Requests implements most of the functions of the HTTP protocol, it provides features such as keep-alive, connection pooling, cookie persistence, content auto-decompression, HTTP proxy, SSL authentication and many other features. The following article mainly introduces the Python crawler in the introduction of the elegant HTTP library requests related information, the need for friends can refer to.
Objective
Urllib, Urllib2, URLLIB3, Httplib, and HTTPLIB2 are all Python modules that are related to HTTP, and the name is very anti-human, and worse, these modules differ greatly in Python2 and Python3, If your business code is compatible with both 2 and 3, writing can be a crash.
# GET Request >>> response = Requests.get (foofish.net)
Fortunately, there is also a very stunning HTTP library called requests, which is one of GitHUb's most watched Python projects, and requests's author is Kenneth Reitz, the great God.
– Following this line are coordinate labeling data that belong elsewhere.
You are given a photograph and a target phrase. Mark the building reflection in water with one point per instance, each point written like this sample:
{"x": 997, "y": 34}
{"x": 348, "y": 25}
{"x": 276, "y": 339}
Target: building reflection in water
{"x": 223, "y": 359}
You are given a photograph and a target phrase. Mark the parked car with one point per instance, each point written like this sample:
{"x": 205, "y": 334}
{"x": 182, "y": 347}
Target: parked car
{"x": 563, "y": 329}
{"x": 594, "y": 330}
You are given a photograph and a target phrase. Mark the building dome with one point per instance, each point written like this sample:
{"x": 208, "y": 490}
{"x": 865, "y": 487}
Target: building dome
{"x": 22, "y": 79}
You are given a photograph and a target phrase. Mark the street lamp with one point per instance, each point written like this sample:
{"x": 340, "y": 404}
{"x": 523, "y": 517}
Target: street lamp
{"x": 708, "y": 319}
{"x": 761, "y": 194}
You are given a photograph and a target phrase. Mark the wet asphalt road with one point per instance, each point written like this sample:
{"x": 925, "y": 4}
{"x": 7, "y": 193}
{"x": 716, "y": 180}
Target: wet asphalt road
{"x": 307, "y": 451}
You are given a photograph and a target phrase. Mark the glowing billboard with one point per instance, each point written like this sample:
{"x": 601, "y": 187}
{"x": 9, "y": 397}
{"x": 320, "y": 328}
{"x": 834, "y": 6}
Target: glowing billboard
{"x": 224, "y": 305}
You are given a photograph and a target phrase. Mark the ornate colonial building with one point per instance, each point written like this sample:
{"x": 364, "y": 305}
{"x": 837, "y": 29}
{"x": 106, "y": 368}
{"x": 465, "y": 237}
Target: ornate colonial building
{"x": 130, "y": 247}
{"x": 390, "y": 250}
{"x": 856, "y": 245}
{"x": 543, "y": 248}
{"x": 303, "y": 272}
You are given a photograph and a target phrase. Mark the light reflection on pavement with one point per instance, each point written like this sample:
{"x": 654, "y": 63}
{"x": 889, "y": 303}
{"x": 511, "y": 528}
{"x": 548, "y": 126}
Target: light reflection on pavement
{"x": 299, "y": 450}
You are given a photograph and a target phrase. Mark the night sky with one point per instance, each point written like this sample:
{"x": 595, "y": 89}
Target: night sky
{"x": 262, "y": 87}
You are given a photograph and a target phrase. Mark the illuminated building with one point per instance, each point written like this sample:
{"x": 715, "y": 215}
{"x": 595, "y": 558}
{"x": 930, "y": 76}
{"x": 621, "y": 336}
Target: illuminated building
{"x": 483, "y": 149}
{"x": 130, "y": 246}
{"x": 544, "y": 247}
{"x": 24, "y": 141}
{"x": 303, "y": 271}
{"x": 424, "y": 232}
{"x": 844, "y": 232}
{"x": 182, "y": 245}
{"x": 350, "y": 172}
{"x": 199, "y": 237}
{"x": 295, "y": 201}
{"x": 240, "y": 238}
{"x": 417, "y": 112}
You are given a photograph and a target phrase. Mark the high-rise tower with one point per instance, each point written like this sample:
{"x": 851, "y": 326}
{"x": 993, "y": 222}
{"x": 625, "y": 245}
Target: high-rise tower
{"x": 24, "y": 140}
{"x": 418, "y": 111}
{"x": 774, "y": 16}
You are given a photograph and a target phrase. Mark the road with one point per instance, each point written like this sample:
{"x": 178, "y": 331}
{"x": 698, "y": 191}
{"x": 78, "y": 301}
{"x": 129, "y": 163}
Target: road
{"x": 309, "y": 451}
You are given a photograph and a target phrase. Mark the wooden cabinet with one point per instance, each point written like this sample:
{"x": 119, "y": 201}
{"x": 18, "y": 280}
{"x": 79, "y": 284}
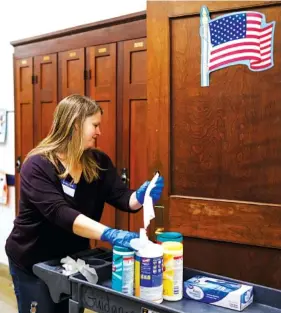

Requests implements most of the functions of the HTTP protocol, which includes features such as keep-alive, connection pooling, cookie persistence, content auto-decompression, HTTP proxy, SSL authentication, connection timeout, session and so on, and most importantly, it is compatible Python2 and Python3. Requests installation can be directly using the PIP method: Pip Install requests
Send Request
>>> Import Requests
Response Content
The value returned by the request is a Response object, the Response object is the encapsulation of the response data returned to the browser by the server in the HTTP protocol, and the main elements in the response are: status code, reason phrase, response header, response body, and so on, which are encapsulated in the Response object.
# status Code >>> response.status_code200# reason phrase >>> Response.reason ' OK ' # response header >>> for Name,value in Response.headers.items (): ... Print ("%s:%s"% (name, value)) ... Content-encoding:gzipserver:nginx/1.10.2date:thu, APR 16:28:01 gmt# response content >>> Response.content ' < Html><body> omitted 10,000 words here ...</body>
In addition to supporting GET requests, requests supports all other methods in the HTTP specification, including POST, PUT, Deltet, Headt, and options methods.
>>> r = requests.post (' http://httpbin.org/post ', data = {' key ': ' Value '}) >>> r = Requests.put (' http:// Httpbin.org/put ', data = {' key ': ' Value '}) >>> r = Requests.delete (' http://httpbin.org/delete ') >>> r = Requests.head (' Http://httpbin.org/get ') >>> r = requests.options (' Http://httpbin.org/get ')
Query parameters
Many URLs have a long string of parameters, we call these parameters the query parameters of the URL, with "?" Appended to the URL link, multiple parameters are separated by "&", for example: http://fav.foofish.net/?p=4&s=20, now you can use a dictionary to construct query parameters:
>>> args = {"P": 4, "s": 20}>>> response = Requests.get ("http://fav.foofish.net", params = args) >> > Response.url ' http://fav.foofish.net/?p=4&s=2 '
Request Header
Requests can simply specify the request header field Headers, for example, sometimes to specify user-agent masquerading as a browser to send requests to deceive the server. Pass a Dictionary object directly to the parameter headers.
>>> r = requests.get (URL, headers={' user-agent ': ' mozilla/5.0 '})
Request Body
Requests can be very flexible to build the data required for the POST request, if the server requires the data sent is form data, you can specify the keyword parameter data, if you want to pass the JSON format string parameters, you can use the JSON keyword parameter, the value of the parameter can be passed in the form of a dictionary.
Data transfer to the server as a form
>>> payload = {' Key1 ': ' value1 ', ' key2 ': ' value2 '}>>> r = requests.post ("Http://httpbin.org/post", Data=payload)
Transfer to server as a string format in JSON format
>>> import json>>> url = ' http://httpbin.org/post ' >>> payload = {' Some ': ' Data '}>>> r = Requests.post (URL, json=payload)
Response Content
An important part of the response message returned by HTTP is the response body, which is very flexible to handle in requests, with the properties associated with the response body: content, text, JSON ().
Content is a byte type that is suitable for saving directly to a file system or to a network
>>> r = Requests.get ("https://pic1.zhimg.com/v2-2e92ebadb4a967829dcd7d05908ccab0_b.jpg") >>> type (r.content) <class ' bytes ' ># saved as test.jpg>>> with open ("Test.jpg", "WB") as F: ... F.write (r.content)
Text is a str type, such as a normal HTML page, which requires text to be parsed further.
>>> r = Requests.get ("https://foofish.net/understand-http.html") >>> type (r.text) <class ' str ' >>>> re.compile (' xxx '). FindAll (R.text)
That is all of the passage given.